La propriétaire de la garderie Petits Ratons à Québec, Julie Desmeules, explique que les garderies non subventionnées ont déjà les installations et les permis du ministère de la Famille. Une subvention du gouvernement leur permettrait de conserver leur clientèle. « Les enfants qui sont dans nos garderies, on ne se cachera pas que ce sont des enfants qui sont déjà en attente de place à 7 $ », explique Mme Desmeules.

Si la situation ne change pas, elle envisage des fermetures de garderies comme la sienne. « On ne sera pas capable de survivre, c'est sûr. J'ai des familles qui ont deux enfants ou trois enfants et advenant le cas qu'ils aient des places subventionnées à 7 $, c'est sûr qu'ils vont partir. »

« Vraies nouvelle places »

Cette solution ne créerait pas de nouvelles places proprement dites, mais les propriétaires de garderies non subventionnées répliquent que le gouvernement réalisera des économies substantielles qui pourront par la suite être réinvesties dans le réseau. Julie Desmeules affirme que ces économies pourraient atteindre près de 260 millions $.
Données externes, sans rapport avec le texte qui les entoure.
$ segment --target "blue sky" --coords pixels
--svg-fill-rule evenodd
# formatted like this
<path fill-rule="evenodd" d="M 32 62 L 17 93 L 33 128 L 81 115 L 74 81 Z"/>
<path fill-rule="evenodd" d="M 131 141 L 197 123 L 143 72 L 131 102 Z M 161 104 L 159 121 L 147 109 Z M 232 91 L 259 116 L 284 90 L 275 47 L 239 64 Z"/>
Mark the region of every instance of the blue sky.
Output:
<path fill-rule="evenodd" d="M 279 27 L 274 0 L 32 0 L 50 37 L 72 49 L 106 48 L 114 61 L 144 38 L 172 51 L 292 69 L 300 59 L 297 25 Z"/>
Les 700 garderies non subventionnées du Québec n'ont pu participer à l'appel d'offres pour l'attribution des nouvelles places créées par le gouvernement. La ministre de la Famille a justifié sa décision en disant vouloir créer de « vraies nouvelles places » en garderie.

Les manifestations ont débuté dès midi sur la colline Parlementaire à Québec et devant les bureaux de la première ministre Pauline Marois, sur la rue Sherbrooke, à Montréal.

Une pétition sera aussi déposée devant l'Assemblée nationale.